Harrison presses his lips together, pushes his palms against the floor. He looks away from us and for once I get the impression that he is really, truly trying not to cry and it’s not half-hearted or anything, his body shakes with the effort. Even Trace is quieted by it. He tries to take it all back when it’s too late.

“Harrison, I was just fucking with you…”

“No, you weren’t. It’s nothing. I thought it could be something, I mean, eventually.” He finally looks at us. “My life. I thought—but I mean … it’s nothing.”

Cary groans. “Please shut up.”

“But I still want it to be something,” Harrison says. A single tear trails down his cheek. “That’s stupid, isn’t it? And now it’s too late to do anything about it.”

Cary buries his head in his hands. No one does or says anything for a long time and then Grace scoots over to Harrison. Her nose and cheeks are a warm red from the whiskey. She wraps an arm around him and he starts to cry in earnest.

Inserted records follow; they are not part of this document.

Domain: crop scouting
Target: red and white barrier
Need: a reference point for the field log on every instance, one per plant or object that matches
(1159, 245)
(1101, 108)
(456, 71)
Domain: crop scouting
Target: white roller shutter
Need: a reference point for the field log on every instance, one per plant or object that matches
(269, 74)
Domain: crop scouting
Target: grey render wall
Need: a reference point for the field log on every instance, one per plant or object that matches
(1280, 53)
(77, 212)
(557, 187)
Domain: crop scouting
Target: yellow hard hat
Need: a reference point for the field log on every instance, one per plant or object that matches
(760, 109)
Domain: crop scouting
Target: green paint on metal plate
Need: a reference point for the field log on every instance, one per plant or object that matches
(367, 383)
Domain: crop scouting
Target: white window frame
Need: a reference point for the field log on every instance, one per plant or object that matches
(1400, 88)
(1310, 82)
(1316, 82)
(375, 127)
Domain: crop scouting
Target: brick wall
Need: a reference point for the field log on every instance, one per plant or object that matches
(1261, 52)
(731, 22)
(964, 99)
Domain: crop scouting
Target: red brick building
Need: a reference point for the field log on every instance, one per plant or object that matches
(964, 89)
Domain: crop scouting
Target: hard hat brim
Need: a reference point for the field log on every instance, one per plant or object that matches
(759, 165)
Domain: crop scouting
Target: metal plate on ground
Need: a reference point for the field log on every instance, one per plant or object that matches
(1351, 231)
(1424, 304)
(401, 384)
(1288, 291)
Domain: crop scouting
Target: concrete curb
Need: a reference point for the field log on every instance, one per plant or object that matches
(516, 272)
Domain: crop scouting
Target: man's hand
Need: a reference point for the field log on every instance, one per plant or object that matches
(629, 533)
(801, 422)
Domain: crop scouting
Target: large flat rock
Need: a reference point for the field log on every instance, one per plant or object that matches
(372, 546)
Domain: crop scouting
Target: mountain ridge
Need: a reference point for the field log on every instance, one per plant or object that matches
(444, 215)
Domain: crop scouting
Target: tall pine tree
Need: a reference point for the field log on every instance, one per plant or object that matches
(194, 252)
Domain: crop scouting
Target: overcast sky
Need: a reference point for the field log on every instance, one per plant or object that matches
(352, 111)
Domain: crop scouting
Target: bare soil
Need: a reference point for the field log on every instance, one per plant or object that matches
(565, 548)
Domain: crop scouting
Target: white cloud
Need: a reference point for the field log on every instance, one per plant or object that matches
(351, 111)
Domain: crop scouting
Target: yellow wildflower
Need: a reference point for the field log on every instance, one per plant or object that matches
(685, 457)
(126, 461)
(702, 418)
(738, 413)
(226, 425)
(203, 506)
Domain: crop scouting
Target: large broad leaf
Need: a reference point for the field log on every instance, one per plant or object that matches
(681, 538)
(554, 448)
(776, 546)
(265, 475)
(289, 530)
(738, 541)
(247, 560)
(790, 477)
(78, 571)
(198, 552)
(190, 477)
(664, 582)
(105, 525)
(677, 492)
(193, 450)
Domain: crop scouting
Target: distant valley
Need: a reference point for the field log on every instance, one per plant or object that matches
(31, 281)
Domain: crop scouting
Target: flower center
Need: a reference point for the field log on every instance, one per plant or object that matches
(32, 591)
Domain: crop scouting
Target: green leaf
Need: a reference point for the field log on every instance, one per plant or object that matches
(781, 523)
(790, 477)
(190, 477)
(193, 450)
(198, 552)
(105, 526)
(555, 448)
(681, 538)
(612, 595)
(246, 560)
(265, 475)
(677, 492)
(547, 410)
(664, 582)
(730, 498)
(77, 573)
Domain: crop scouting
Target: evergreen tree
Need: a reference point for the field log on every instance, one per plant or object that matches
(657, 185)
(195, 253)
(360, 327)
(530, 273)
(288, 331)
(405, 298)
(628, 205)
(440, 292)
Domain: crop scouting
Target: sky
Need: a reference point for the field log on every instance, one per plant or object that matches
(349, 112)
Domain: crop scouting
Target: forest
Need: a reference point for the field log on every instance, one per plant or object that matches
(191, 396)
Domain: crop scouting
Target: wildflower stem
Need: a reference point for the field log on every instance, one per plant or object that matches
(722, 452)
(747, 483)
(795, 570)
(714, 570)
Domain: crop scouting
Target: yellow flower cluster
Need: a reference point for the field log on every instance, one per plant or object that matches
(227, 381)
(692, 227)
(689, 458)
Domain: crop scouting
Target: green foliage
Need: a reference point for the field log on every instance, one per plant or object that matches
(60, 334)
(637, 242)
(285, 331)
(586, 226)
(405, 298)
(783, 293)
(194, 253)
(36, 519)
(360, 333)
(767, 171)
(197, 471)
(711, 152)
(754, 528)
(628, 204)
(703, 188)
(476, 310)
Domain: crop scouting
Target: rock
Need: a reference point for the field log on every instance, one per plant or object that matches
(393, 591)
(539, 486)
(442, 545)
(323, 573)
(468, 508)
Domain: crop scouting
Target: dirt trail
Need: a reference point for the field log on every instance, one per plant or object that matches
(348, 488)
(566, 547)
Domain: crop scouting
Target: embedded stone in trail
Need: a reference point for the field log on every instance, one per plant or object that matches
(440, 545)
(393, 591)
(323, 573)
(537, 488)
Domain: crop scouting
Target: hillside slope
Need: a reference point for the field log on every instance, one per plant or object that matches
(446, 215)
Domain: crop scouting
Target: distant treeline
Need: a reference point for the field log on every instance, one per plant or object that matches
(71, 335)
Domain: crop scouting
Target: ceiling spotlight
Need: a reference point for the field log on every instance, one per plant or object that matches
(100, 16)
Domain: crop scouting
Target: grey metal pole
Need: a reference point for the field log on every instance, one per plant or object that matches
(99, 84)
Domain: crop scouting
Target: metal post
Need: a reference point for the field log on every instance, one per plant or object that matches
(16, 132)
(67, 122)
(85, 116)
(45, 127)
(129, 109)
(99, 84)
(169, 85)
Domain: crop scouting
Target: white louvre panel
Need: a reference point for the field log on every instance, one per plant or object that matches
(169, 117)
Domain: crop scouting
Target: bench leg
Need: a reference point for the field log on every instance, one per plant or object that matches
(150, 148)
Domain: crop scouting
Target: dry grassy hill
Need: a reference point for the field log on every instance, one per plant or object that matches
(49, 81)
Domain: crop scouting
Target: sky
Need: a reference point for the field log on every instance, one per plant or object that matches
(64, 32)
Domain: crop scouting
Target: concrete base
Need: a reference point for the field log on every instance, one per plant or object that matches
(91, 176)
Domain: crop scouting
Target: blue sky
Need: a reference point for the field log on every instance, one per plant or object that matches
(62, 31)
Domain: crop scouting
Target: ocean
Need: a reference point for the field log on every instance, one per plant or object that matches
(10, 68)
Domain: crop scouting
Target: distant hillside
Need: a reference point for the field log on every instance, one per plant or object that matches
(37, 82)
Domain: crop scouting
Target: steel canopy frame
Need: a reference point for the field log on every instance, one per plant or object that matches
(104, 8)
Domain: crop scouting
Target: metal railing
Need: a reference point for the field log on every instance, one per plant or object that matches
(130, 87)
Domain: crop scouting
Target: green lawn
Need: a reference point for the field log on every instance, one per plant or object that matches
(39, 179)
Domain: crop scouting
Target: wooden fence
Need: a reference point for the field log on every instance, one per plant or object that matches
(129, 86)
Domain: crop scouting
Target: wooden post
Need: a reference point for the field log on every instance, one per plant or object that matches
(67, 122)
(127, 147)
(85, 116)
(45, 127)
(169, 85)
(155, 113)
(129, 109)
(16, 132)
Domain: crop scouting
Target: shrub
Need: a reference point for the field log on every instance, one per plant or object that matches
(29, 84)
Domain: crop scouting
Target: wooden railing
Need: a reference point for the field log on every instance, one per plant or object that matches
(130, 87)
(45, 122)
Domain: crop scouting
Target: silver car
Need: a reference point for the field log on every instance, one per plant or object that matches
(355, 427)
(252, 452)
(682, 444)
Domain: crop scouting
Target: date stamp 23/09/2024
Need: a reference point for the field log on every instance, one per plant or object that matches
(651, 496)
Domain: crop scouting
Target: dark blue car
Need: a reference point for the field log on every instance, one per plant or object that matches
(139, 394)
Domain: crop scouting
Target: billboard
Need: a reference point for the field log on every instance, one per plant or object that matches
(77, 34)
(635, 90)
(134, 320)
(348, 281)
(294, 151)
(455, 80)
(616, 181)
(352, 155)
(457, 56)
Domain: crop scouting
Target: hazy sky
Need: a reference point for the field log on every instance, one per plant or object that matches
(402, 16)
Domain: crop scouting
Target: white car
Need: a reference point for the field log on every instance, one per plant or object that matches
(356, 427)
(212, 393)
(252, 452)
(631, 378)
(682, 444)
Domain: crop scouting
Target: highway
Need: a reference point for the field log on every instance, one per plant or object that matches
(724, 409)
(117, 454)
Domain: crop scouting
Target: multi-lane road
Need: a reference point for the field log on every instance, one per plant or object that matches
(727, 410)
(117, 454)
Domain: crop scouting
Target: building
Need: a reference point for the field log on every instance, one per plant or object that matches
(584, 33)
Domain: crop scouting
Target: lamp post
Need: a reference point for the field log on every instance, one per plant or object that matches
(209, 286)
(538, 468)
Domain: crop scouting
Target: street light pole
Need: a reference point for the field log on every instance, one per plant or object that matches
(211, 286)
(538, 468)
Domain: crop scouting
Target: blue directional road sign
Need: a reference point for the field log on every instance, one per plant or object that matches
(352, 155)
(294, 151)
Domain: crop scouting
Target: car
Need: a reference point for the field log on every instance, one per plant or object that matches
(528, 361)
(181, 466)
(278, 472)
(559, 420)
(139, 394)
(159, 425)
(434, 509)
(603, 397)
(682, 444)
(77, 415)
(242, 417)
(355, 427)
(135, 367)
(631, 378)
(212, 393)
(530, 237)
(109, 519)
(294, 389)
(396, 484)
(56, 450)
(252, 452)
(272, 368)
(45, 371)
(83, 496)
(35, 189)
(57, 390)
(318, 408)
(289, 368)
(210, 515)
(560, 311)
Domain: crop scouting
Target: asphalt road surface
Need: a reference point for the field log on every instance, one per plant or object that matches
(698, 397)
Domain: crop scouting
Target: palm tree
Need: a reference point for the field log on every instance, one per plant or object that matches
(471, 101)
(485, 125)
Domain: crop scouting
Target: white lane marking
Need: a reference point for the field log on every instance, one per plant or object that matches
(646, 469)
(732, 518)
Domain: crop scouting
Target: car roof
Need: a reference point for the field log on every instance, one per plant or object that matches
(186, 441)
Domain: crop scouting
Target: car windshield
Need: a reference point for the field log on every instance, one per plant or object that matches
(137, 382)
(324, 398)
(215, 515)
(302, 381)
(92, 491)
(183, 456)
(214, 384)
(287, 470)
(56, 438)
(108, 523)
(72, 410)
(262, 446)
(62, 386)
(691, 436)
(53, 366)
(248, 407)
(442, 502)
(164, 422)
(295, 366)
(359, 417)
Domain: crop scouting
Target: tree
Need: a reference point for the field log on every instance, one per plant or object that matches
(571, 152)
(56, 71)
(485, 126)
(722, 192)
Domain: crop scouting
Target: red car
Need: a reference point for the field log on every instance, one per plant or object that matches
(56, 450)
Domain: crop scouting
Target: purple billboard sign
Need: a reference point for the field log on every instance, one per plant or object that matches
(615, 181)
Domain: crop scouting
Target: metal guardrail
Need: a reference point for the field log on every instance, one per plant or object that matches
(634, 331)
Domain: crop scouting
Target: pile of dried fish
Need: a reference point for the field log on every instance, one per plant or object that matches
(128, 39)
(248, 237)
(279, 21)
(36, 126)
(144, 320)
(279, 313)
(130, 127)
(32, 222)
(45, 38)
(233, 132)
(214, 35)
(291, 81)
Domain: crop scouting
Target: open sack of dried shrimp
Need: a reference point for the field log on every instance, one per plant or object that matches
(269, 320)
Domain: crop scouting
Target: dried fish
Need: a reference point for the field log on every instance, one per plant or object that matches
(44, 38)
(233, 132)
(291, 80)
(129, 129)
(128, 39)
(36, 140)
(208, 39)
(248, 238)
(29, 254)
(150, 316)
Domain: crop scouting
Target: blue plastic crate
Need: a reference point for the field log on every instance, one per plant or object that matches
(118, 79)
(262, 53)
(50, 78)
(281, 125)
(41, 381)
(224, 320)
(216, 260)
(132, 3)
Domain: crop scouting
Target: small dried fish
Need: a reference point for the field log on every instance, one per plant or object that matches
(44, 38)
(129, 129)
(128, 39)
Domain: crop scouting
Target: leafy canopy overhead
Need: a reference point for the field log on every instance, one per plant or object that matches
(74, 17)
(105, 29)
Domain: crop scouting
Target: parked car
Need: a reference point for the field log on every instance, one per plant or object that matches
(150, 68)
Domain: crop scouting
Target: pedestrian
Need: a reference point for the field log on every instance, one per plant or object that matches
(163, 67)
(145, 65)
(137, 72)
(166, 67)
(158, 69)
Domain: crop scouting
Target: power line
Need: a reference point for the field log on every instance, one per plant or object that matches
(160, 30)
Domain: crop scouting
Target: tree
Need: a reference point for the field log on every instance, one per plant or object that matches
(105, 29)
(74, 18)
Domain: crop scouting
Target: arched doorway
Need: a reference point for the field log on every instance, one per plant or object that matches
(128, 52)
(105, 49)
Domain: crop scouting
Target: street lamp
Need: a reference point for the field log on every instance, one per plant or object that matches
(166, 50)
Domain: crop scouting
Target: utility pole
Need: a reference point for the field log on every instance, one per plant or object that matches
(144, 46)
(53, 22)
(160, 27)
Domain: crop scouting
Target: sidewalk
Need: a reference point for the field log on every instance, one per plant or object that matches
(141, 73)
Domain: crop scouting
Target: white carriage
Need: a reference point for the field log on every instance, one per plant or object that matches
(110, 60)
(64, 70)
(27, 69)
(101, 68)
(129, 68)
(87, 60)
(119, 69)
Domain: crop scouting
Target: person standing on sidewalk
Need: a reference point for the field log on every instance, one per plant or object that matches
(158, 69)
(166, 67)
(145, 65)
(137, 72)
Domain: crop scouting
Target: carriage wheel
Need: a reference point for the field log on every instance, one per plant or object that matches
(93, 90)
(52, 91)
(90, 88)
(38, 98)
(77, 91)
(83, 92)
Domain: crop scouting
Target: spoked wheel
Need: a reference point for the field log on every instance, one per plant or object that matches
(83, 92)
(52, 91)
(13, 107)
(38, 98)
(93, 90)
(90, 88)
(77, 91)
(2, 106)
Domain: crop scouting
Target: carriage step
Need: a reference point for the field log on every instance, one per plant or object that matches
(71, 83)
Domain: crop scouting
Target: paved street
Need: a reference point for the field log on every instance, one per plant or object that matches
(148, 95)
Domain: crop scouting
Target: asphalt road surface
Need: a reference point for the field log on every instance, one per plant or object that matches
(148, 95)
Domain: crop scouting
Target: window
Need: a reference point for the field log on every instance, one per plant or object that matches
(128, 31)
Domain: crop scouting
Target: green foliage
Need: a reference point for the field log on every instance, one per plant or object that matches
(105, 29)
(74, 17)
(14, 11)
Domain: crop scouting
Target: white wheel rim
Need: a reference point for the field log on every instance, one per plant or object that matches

“Don’t cry,” she says. “You have a lot of time.”

“No, I don’t.”

“Yeah, you do.”

“No—”

“Yeah! Yeah, you do. It’s okay. Look—”

She does something that is amazingly selfless and also gross. She tilts Harrison’s face up and gives him a sweet kiss on the lips and it lasts long enough for him to taste her back, to move his mouth against hers. Trace regards her proudly and when it’s over, Harrison stares at her dumbfounded but he’s stopped crying.

She is so nice.

Cary makes a disgusted noise and struggles to his feet. “Well, this was fun until Harrison started crying, but hey. That’s what he does, right? Thanks, Harrison.”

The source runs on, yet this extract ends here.